“We might let them picnic in the grounds,” I suggested doubtfully.

“With lemonade and cake,” Pelleas submitted.

“Lemonade and cake!” I retorted with superiority; “the servants of to-day expect lobster and champagne.”

“Ah, well,” Pelleas defiantly maintained, “I believe they will like your cream tarts anyway.” He meditated for a moment and then burst out daringly: “Etarre! Would Avis care? Of course she could never do it herself; but do you think she would care if we let them all come up that night and dance in the great hall?”

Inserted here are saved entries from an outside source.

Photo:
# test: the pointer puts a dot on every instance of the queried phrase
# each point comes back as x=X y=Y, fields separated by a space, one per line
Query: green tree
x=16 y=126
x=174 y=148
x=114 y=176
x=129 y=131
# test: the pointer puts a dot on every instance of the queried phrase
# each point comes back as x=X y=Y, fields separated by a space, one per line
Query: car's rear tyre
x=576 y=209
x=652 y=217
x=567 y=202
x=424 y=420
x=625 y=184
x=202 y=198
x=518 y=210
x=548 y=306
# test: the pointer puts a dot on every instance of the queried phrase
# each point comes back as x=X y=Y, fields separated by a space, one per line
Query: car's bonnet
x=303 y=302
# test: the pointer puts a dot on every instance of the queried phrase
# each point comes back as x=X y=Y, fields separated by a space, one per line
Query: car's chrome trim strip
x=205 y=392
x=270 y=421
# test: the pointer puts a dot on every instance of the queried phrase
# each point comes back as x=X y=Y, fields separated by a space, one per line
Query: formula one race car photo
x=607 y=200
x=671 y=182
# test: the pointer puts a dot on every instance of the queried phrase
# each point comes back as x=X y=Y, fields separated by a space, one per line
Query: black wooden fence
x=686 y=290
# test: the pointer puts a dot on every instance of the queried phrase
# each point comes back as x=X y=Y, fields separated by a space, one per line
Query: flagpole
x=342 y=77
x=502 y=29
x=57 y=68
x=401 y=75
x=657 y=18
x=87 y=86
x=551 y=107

I stared at Pelleas aghast.

“But they wouldn’t like it, Pelleas!” I cried; “servants, in this day, are different. That butler now—O, Pelleas, he’d never do it.”

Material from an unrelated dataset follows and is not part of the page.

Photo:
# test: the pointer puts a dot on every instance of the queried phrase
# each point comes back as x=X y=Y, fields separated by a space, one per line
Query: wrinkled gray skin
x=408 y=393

“Indeed he would,” Pelleas returned confidently; “he’s a fine Scot with a very decent bagpipe in his clothes closet. I’ve seen it. I’ll get him to bring it!” Pelleas declared with assurance.

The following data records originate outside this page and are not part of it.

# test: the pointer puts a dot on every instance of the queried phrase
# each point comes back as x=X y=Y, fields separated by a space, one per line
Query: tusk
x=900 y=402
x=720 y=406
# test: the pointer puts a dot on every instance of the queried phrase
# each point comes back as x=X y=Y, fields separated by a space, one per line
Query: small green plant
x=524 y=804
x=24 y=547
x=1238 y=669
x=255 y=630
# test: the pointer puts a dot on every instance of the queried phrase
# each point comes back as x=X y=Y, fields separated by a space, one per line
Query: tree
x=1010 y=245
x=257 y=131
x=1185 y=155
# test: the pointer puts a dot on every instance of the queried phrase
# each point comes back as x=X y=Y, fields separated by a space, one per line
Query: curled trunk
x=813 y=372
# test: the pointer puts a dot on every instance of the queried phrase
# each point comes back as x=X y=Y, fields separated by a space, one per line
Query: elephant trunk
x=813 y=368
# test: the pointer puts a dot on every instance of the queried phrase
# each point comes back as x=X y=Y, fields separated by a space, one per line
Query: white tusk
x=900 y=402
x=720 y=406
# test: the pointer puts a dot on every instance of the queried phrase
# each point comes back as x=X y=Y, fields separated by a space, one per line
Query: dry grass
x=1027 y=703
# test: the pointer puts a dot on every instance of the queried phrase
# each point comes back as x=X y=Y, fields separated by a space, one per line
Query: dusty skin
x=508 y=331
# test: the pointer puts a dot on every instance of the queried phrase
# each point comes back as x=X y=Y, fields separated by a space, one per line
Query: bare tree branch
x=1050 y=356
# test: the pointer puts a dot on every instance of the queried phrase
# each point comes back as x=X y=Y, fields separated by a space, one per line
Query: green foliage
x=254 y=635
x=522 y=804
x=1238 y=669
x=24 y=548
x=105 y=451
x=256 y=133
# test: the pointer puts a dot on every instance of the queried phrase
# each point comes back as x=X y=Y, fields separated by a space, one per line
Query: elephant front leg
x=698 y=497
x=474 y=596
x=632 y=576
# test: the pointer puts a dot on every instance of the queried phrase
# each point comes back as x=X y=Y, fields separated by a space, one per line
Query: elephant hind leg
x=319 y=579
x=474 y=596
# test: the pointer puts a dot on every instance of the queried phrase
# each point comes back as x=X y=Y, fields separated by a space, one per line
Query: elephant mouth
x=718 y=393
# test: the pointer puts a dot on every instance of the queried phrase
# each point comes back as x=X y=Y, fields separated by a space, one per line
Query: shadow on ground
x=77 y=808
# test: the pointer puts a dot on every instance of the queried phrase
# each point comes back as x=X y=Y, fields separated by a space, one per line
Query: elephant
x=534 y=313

“But why—” I quavered momentarily; “and why not?” I instantly went on; “the very thing!” I ended, as triumphantly as if I had thought the matter out quite for myself. “And, if you like, Pelleas, I’ll oversee the making of the cream tarts for the whole company!” I added, not to be outdone.

It is amazing what pleasant incredulities become perfectly possible when once you attack them as Nichola attacks her Guinea goats, beginning at the horns.

So that was why, having broached the subject to those concerned as delicately as if we had been providing entertainment for a minister of state; having been met with the enthusiasm which such a minister might exhibit as diplomacy; and having myself contributed to the event by the preparation of a mountain of my chef d’œuvre, the frozen cream tarts which Pelleas appears to think would be fitting for both thrones and ministers assembled, he and I stood together at half after eight on the evening of our golden-wedding day and, in the middle of our lordly sitting room, looked at each other with tardy trembling. Now that the occasion was full upon us it seemed a Titanic undertaking. I was certain that far from being delighted the servants were alarmed and derisive and wary of our advances; that “Reddie” would at the last moment refuse to play upon his borrowed fiddle for the dancing; and that the haughty Scotch butler would be bored to extinction.